Daphne du Maurier ünlü alıntılar

son güncelleme : 5 Eylül 2024

other language: spanish | czech | german | french | italian | slovak | turkish | ukrainian | dutch | russian | portuguese

Daphne du Maurier
  • Ama lüks bana hiç hitap etmedi, basit şeyleri, kitapları, yalnız kalmayı veya anlayan biriyle olmayı seviyorum.

  • Mutluluk, değer verilmesi gereken bir mülk değildir, bir düşünce kalitesidir, bir zihin halidir.

  • Hepimiz dünün hayaletleriyiz ve yarının hayaleti bizi hem güneş ışığında hem de gölgede bekliyor, zaman zaman loş algılanıyor, asla tamamen kaybolmuyor.

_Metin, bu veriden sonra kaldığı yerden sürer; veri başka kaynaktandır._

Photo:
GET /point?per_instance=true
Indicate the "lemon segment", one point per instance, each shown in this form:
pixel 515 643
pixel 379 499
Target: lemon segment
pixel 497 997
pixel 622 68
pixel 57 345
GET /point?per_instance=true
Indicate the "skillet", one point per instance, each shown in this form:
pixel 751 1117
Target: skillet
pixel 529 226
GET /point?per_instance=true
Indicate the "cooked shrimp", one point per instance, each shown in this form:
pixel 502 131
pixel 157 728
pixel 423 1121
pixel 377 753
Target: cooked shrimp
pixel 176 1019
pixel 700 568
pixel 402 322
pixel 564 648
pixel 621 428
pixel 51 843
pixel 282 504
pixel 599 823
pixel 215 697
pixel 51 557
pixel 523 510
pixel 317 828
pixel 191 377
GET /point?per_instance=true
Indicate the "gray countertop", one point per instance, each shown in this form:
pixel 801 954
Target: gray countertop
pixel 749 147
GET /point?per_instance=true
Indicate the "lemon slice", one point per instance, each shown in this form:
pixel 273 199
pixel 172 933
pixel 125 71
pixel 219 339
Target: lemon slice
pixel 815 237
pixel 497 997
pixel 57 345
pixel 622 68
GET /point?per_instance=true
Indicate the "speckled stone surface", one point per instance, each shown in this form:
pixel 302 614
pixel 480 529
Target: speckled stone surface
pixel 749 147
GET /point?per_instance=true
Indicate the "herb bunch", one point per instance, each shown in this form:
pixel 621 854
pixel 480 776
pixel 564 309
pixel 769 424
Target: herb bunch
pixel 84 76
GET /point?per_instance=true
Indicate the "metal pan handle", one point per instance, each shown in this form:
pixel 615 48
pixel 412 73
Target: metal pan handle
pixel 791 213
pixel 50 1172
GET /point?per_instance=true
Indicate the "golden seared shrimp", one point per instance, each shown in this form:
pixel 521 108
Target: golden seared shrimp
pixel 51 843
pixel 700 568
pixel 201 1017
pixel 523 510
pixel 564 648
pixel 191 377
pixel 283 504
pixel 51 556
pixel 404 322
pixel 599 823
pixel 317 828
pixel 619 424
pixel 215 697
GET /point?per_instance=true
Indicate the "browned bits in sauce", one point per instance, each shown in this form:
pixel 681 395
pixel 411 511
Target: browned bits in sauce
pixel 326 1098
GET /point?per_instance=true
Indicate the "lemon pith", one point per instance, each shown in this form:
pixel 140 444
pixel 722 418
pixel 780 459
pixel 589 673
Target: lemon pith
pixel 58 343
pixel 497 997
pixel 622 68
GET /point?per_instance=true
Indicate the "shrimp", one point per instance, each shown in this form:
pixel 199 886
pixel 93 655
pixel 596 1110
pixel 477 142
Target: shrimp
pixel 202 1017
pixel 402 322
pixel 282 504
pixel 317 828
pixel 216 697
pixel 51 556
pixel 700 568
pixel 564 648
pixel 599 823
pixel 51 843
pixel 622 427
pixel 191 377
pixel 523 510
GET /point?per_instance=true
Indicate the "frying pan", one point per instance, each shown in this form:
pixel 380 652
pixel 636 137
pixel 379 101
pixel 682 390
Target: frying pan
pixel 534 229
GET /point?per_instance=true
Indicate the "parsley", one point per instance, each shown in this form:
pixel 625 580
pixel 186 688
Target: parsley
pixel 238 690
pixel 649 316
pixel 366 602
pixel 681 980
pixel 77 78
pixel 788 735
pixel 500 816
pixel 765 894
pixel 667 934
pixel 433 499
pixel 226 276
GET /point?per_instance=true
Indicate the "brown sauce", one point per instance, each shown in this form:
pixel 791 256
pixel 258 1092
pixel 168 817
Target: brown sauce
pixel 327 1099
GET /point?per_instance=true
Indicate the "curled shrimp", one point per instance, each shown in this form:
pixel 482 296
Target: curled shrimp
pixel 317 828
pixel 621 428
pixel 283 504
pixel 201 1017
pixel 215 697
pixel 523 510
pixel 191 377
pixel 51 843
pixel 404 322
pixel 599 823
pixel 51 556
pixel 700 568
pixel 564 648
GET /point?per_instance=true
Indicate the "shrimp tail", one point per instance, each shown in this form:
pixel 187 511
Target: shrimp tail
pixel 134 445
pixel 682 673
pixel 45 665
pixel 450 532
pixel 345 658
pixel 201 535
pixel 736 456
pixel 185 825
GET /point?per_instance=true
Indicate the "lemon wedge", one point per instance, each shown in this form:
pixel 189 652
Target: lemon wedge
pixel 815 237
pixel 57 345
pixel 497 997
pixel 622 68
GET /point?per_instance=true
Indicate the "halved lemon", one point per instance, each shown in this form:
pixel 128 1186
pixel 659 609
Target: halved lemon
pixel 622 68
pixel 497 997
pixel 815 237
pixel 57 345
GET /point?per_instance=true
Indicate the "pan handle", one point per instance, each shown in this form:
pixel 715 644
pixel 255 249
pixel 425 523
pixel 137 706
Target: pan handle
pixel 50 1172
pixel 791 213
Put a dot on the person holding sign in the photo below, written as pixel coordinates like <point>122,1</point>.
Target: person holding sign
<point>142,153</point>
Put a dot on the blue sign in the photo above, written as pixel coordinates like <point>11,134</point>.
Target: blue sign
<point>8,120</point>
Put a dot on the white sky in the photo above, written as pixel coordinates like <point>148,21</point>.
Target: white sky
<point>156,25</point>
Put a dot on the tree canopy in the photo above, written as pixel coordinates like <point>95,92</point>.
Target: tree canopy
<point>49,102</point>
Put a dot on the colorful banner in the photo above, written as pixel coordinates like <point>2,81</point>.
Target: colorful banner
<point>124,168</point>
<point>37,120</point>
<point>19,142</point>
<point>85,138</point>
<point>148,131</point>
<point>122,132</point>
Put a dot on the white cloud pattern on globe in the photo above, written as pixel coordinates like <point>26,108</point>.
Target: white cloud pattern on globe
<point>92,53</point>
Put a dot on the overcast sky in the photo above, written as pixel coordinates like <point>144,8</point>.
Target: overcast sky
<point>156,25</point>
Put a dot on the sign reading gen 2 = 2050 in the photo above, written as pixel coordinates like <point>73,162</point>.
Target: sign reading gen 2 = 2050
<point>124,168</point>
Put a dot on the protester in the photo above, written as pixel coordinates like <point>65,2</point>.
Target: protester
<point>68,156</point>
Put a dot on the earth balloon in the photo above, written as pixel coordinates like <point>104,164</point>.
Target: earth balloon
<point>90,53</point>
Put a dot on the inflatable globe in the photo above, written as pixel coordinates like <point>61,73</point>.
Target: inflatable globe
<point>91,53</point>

  • Kadınlar aşkın bir roman, erkeklerin kısa bir hikaye olmasını ister.

  • Keşke otuz altı yaşında bir kadın olsaydım, bir dizi inciyle siyah saten giymiş olsaydım.

  • Şu damlayan çörekleri şimdi görebiliyorum. Küçük gevrek kızarmış ekmek dilimleri ve sıcak, lapa lapa çörekler. Doğası bilinmeyen, gizemli aromalı ve oldukça nefis sandviçler ve o çok özel zencefilli kurabiye. Ağızda eriyen melek pastası ve onun oldukça tıknaz arkadaşı, kabuğu ve kuru üzümle dolup taşıyor. Orada aç bir aileyi bir hafta tutacak kadar yiyecek vardı.

  • Her an, içinde sonluluğun özüne sahip olan değerli bir şeydi.

  • Hayat bir dizi selam ve vedaydı, biri her zaman bir şeye, birine veda ediyordu.

  • Meydan okuma olarak gelen her güne bir cesaret testi olarak bakın. Acı, belirgin bir sebep olmaksızın, bazı günler diğerlerinden daha kötü dalgalar halinde gelecektir. Acıyı kabullen. Yavaş yavaş, ilk başta ustalaşması imkansız görünen acı ve yalnızlıktan doğan yeni bir güç, yeni bir vizyon bulacaksınız.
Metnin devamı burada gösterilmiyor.